逆シリアル化エラーの処理に関する1つのコメント:それらのエラーを手動で処理するには、「手動で」逆シリアル化を行う必要があります。つまり、Streamsアプリの入力/出力トピックのキーと値にByteArraySerde
sを構成し、デ/シリアル化を行うmap()
を追加する必要があります(つまり、KStream<byte[],byte[]> -> map() -> KStream<keyType,valueType>
-または、シリアル化の例外もキャッチしたい場合は逆になります)。それ以外の場合、try-catch
シリアル化解除の例外はできません。
現在のアプローチでは、指定された文字列が有効なドキュメントを表していることを「のみ」検証しますが、メッセージ自体が破損しており、そもそもソース演算子でString
に変換できない場合があります。したがって、実際にはコードで逆シリアル化の例外をカバーしません。ただし、逆シリアル化の例外が発生しないことが確実な場合は、アプローチでも十分です。
更新
この問題は KIP-161 で解決され、次のリリース1.0.0に含まれます。パラメーターdefault.deserialization.exception.handler
を介してコールバックを登録できます。ハンドラーは、逆シリアル化中に例外が発生するたびに呼び出され、DeserializationResponse
(CONTINUE
->ドロップ先のレコード、またはデフォルトのFAIL
)を返すことができます。
更新2
KIP-21 (in Kafka 1.1の一部になります)では、ProductionExceptionHandler
を登録することにより、コンシューマー部分と同様に、プロデューサー側でエラーを処理することも可能です。 CONTINUE
を返すことができるconfig default.production.exception.handler
経由。
2018年3月23日更新:Kafka 1.0は、はるかに優れた簡単な機能を提供します KIP-161 を介した悪いエラーメッセージ(「毒薬」)の処理。 Kafka 1.0 docs。)の default.deserialization.exception.handler を参照してください。
これは、潜在的に私が適切にデシリアライズできないメッセージのようなものである可能性があります[...]
わかりました。ここでの私の答えは、ほとんどのユーザーにとって最も扱いにくいシナリオである可能性があるため、シリアル化の問題に焦点を当てています。
[...]または処理/フィルタリングロジックが予期せぬ方法で失敗する可能性があります(外部依存関係がないため、そのような一時的なエラーはありません)。
同じ考え方(逆シリアル化)は、処理ロジックの障害にも適用できます。ここでは、ほとんどの人が以下のオプション2(デシリアライゼーション部分を除く)に引き寄せられる傾向がありますが、YMMVです。
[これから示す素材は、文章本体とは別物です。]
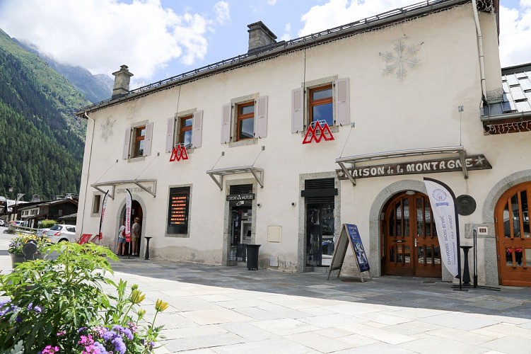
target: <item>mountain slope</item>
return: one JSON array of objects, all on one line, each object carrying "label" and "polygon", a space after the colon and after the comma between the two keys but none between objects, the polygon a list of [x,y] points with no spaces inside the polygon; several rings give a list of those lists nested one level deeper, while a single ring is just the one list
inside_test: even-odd
[{"label": "mountain slope", "polygon": [[0,195],[78,190],[88,101],[42,58],[0,30]]},{"label": "mountain slope", "polygon": [[13,40],[27,51],[42,58],[48,63],[48,65],[66,77],[74,87],[93,103],[110,98],[114,85],[114,80],[110,76],[101,74],[93,75],[91,72],[81,67],[59,63],[52,58],[40,53],[37,48],[31,44],[20,42],[15,38]]}]

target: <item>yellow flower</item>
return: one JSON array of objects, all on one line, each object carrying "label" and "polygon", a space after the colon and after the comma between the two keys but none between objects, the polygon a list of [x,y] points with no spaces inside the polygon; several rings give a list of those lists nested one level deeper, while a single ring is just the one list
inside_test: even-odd
[{"label": "yellow flower", "polygon": [[140,304],[146,298],[146,295],[142,294],[142,292],[135,289],[131,293],[131,302],[133,304]]},{"label": "yellow flower", "polygon": [[155,309],[157,311],[163,312],[168,309],[170,306],[168,302],[162,301],[161,299],[157,299],[157,303],[155,304]]}]

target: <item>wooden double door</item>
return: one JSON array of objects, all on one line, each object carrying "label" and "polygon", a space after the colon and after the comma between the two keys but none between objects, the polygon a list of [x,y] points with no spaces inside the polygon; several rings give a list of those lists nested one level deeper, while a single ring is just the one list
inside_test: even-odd
[{"label": "wooden double door", "polygon": [[531,183],[503,193],[495,210],[498,270],[502,285],[531,287]]},{"label": "wooden double door", "polygon": [[427,195],[407,192],[385,206],[380,225],[384,274],[441,278],[440,247]]}]

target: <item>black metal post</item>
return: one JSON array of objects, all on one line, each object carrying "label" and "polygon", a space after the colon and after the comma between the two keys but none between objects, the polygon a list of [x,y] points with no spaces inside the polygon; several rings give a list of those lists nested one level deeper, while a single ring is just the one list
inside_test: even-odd
[{"label": "black metal post", "polygon": [[148,260],[149,259],[149,240],[151,240],[152,237],[145,236],[144,239],[148,240],[148,243],[146,244],[146,257],[144,257],[144,259]]}]

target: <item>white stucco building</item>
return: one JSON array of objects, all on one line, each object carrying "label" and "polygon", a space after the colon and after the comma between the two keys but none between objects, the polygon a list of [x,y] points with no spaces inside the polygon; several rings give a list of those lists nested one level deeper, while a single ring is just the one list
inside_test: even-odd
[{"label": "white stucco building", "polygon": [[[253,23],[248,53],[132,91],[122,66],[112,98],[78,113],[78,230],[98,232],[109,190],[102,241],[115,248],[129,189],[151,258],[238,265],[252,244],[260,268],[313,271],[350,223],[373,276],[451,280],[428,176],[460,196],[461,244],[481,232],[479,282],[530,286],[531,81],[515,74],[529,68],[503,83],[498,1],[474,4],[424,1],[280,42]],[[312,138],[316,120],[329,131]]]}]

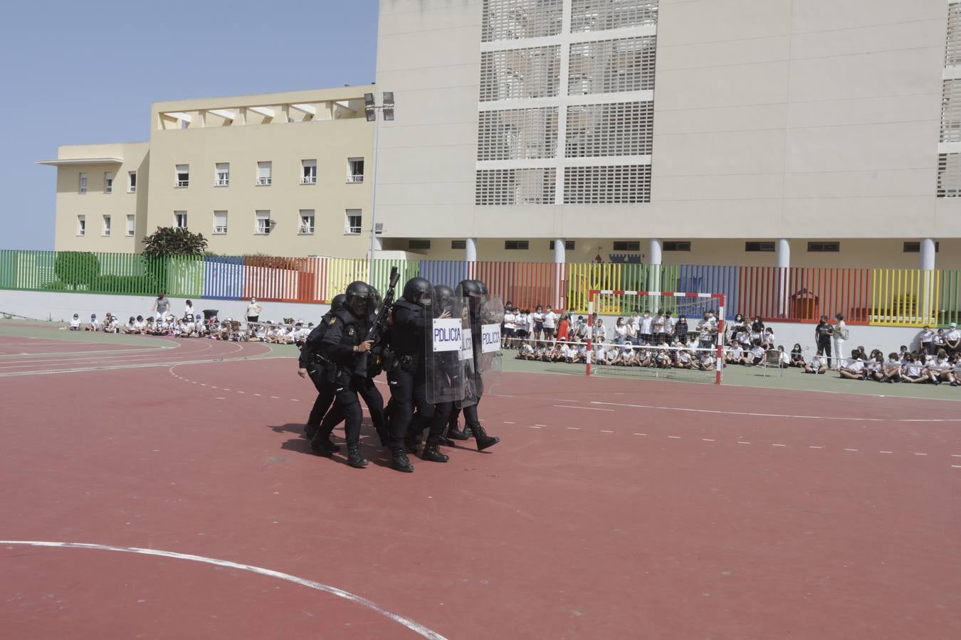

私はすべての処理/フィルタリングコードをtry catchでラップし、例外が発生した場合は「エラートピック」にルーティングすることを検討していました。その後、メッセージを調べて、必要に応じて修正またはコードを修正し、マスターで再生します。例外を伝播させると、ストリームが詰まったように見え、これ以上メッセージがピックアップされません。
- このアプローチはベストプラクティスと見なされますか?
はい、現時点ではこれが道です。基本的に、2つの最も一般的なパターンは、(1)破損したメッセージをスキップするか、(2)破損したレコードを検疫トピック(デッドレターキュー)に送信することです。
- 便利なKafkaこれを処理するストリームの方法はありますか?DLQの概念があるとは思わない...
はい、デッドレターキューの使用など、これを処理する方法があります。ただし、(少なくとも私見では)それほど便利ではありません。 APIでこれをどのように処理できるかについてのフィードバックがある場合-例:新しい方法または更新された方法、構成設定(「シリアル化/逆シリアル化に失敗して問題のあるレコードがこの検疫トピックに送信された場合」)をお知らせください。 :-)
- Kafka=「悪いメッセージ」で妨害するのを止める別の方法は何ですか?
- どのような代替エラー処理アプローチがありますか?
以下の例を参照してください。
FWIW、Kafkaコミュニティは、破損したメッセージをスキップできる新しいCLIツールの追加についても議論しています。ただし、Kafka Streams API、理想的には、このようなシナリオをコードで直接処理し、最後の手段としてのみCLIユーティリティにフォールバックすることをお勧めします。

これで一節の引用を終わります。